The more you have, said Gandhiji, the poorer you are. In saying this, he was underlining the need to shift our foundation from the having mode to the being mode. The problem with the former is that a person is only what he owns. He ceases to have any intrinsic worth, which is a state that is inimical to human dignity. This aggravates the thirst for more and validates a disposition to acquire at the expense of the values and ideals that undergird social wholeness and personal fulfilment.

Of character-building Character-building happens when all the four dimensions outlined above are addressed in the learning process. Character, according to Immanuel Kant, is the ability to deal with situations according to “maxims”. Maxims are universal principles, or values. The practice of values implies the ability to transcend expediency. Your genius, Albert Einstein said, may take you to heights; but whether you stay there depends on your character.

Neglected aspect In every policy document on educational policy since Independence, including the latest T.S.R Subramanian Committee Report, there is an unapologetic emphasis on the importance of, and need for, value education or peace education in schools. Yet this still remains easily the most neglected aspect of education.

Education, according to Rousseau, should aim at the perfection of human nature , a goal that Tagore fully endorsed. Perfection, according to him, results from the total development of all aspects of the pupil’s personality, the abilities and powers, with which nature has endowed him. Human nature is a mixed-up affair.

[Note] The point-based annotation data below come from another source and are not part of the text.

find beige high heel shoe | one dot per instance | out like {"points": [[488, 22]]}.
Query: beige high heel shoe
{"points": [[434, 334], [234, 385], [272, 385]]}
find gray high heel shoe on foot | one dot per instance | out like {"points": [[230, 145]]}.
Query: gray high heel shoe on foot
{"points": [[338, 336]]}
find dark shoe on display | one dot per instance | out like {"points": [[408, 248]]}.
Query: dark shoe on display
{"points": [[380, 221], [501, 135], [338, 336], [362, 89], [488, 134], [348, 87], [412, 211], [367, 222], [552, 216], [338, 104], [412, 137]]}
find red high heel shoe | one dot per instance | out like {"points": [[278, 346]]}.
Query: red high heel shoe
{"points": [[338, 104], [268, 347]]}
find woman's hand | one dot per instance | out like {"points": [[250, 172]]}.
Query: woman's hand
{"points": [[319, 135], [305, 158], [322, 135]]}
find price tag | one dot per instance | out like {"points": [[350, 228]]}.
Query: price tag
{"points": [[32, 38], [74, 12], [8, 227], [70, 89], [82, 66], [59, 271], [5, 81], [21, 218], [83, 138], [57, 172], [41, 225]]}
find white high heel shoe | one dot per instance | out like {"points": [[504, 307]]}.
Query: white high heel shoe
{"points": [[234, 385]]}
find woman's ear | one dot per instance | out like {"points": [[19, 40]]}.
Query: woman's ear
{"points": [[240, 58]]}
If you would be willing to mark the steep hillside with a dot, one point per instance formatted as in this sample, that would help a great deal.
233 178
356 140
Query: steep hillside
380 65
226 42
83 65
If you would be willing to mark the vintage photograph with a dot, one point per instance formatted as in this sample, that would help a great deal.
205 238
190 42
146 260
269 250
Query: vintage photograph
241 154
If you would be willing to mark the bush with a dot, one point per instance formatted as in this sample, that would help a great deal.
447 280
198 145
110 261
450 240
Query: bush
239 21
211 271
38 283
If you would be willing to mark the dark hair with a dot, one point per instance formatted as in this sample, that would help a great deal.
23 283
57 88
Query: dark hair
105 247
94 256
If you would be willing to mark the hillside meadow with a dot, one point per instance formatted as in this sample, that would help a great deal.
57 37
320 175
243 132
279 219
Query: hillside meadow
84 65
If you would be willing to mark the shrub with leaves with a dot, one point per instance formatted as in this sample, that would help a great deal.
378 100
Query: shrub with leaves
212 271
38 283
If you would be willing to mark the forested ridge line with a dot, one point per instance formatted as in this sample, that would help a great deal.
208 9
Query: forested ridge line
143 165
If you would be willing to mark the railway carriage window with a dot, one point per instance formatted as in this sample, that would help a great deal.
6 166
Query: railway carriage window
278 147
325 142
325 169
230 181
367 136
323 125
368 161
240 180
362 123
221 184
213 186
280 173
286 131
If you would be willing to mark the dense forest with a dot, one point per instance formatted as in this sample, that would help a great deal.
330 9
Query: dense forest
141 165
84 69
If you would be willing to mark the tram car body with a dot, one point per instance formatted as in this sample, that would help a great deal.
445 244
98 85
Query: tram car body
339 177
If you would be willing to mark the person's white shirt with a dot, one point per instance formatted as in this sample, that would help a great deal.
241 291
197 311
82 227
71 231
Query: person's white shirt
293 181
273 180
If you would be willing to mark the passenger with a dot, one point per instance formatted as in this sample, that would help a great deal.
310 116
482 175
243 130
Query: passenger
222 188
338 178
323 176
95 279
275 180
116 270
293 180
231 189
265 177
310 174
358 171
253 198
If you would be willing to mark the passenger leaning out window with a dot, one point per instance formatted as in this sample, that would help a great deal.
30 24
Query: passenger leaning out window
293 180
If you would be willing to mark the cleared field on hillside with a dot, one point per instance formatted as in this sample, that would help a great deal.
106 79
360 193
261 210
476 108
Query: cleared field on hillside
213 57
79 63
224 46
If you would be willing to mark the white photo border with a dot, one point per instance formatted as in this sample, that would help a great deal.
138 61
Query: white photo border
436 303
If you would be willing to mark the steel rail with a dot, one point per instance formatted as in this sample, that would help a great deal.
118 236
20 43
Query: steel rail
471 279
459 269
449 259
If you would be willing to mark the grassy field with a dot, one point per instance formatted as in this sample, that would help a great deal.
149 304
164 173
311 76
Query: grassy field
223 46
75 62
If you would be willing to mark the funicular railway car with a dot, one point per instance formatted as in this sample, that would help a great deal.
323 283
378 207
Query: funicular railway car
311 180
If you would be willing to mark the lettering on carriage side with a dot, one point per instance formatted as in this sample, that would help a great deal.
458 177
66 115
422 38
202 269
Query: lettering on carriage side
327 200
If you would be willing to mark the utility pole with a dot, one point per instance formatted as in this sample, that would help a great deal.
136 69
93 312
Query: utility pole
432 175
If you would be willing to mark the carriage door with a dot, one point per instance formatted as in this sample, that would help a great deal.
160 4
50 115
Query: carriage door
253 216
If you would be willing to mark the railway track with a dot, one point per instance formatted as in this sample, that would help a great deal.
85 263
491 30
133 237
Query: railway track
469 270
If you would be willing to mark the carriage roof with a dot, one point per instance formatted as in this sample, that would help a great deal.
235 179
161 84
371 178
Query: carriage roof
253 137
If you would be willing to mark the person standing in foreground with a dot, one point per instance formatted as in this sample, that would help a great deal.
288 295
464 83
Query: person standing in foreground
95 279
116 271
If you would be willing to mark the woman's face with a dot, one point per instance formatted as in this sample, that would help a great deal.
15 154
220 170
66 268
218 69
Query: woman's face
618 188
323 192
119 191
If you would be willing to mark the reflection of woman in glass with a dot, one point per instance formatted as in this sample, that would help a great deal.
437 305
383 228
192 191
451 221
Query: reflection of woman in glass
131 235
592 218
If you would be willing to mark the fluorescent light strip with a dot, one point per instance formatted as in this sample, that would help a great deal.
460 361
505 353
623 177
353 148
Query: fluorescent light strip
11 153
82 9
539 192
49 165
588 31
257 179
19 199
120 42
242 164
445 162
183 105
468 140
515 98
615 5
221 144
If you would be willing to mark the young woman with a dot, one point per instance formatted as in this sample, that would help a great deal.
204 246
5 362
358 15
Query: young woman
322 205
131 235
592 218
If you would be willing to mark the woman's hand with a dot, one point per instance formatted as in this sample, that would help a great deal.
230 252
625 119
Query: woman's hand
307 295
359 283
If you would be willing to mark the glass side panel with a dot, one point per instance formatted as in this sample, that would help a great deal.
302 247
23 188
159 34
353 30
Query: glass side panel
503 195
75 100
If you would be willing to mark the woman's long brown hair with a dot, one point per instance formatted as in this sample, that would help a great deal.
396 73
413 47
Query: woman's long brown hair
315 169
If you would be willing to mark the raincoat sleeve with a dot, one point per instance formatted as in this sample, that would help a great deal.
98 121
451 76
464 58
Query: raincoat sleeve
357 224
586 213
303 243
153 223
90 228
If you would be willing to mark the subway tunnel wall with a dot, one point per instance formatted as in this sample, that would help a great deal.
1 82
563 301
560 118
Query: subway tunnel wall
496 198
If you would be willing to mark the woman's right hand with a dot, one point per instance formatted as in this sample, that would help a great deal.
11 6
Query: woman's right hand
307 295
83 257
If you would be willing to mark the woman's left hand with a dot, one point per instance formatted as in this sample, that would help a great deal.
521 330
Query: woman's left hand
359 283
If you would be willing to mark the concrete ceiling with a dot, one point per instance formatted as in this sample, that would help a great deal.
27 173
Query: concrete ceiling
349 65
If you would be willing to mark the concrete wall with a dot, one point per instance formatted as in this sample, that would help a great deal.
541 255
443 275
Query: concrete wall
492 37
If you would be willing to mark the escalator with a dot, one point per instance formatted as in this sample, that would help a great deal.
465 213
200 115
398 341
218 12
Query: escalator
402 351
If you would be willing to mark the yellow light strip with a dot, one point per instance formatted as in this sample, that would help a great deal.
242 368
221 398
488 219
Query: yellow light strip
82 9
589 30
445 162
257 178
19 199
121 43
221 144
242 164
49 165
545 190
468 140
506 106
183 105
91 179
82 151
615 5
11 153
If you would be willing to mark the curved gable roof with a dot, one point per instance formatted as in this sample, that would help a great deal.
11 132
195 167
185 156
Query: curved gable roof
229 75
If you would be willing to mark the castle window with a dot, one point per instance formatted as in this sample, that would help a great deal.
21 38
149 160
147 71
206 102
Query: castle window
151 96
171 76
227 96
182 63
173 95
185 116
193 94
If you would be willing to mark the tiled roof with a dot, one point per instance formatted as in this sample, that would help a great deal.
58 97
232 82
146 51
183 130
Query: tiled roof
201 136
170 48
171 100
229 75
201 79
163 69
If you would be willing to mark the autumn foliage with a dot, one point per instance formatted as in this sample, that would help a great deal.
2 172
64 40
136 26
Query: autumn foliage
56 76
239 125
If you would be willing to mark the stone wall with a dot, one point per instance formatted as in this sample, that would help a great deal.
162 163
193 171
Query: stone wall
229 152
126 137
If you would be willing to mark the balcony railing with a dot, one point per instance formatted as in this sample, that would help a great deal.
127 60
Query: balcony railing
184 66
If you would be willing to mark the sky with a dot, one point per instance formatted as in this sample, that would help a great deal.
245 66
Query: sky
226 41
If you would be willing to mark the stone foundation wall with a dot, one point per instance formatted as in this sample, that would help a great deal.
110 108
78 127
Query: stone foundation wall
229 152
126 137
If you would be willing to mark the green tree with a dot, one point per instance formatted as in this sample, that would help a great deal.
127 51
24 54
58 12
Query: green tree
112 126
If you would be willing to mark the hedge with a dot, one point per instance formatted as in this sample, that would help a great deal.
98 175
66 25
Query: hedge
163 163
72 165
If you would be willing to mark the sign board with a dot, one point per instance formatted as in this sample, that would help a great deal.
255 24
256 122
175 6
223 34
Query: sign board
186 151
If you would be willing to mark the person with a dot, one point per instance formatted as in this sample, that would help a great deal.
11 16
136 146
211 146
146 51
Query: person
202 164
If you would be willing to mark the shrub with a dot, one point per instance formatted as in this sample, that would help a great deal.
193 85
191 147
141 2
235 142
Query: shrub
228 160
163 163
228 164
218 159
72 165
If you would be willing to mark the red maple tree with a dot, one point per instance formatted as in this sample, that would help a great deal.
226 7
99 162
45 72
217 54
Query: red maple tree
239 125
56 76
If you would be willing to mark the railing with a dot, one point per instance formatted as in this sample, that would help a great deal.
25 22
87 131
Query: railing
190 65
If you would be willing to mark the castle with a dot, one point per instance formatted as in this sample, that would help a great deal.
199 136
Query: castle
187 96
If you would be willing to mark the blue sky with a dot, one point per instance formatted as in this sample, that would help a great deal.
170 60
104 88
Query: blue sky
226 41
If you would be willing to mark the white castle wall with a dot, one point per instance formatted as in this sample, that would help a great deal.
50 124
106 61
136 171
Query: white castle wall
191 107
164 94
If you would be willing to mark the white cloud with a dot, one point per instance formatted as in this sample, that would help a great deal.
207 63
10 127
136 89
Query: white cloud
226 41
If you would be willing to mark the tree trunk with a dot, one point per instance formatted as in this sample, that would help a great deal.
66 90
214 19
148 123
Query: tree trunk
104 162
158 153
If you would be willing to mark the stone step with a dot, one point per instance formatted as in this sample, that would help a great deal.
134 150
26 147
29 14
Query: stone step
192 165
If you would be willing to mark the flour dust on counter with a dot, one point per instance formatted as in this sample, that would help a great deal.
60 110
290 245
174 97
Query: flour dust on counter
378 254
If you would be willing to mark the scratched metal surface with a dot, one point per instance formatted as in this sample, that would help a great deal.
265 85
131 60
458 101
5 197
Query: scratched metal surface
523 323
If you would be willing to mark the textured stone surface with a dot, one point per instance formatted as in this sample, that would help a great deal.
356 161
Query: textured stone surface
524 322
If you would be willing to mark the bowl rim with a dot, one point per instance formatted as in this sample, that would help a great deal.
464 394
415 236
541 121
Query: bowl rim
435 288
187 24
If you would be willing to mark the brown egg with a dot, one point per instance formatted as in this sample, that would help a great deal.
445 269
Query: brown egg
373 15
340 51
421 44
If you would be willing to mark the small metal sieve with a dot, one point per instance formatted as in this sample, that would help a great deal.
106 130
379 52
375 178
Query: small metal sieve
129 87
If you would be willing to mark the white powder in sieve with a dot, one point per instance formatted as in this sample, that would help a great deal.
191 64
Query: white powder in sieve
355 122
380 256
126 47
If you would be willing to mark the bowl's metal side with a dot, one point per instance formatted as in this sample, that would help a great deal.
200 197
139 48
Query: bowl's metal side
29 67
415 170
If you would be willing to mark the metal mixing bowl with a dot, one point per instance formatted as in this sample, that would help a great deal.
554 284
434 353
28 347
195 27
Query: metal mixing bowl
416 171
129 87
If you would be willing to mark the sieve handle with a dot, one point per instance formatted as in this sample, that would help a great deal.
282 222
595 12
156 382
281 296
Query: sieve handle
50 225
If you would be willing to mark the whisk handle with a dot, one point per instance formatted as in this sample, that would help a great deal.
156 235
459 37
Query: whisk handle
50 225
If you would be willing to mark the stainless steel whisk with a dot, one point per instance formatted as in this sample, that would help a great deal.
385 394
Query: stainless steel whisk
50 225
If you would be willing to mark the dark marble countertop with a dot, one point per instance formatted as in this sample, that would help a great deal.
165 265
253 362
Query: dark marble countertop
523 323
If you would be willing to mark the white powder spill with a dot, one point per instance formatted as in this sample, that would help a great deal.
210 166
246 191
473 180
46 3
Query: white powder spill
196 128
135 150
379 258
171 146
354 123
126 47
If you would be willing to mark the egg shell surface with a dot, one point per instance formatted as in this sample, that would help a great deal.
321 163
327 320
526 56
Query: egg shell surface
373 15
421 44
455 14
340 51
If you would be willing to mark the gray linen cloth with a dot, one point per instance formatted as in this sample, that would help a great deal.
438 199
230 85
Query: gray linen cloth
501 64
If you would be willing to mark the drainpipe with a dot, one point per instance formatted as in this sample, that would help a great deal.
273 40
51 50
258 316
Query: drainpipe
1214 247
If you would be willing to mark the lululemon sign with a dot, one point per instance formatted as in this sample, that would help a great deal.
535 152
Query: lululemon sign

Every human being is capable of good and evil.

It is possible, through appropriate education, to empower what is good and bridle what is evil. Humane discipline, as against regimentation, by means of value formation is the process of transforming a social good into an inner drive of individuals.

Education is the only means for addressing this foundational task today. Given the alarming signs of social degradation and individual drift, the need to put adequate emphasis on value education as a shaping concern in school education is obvious and compelling. It is gratifying that the Subramanian Committee Report advocates and underscores it with due gravity.

Decades ago, Sri Aurobindo flagged education as a means to prepare ourselves to “take a place among the standard bearers of the new humanity that is struggling to be born amidst the chaos of a world in dissolution”. The sweep and scope of his prophetic words have only widened since then.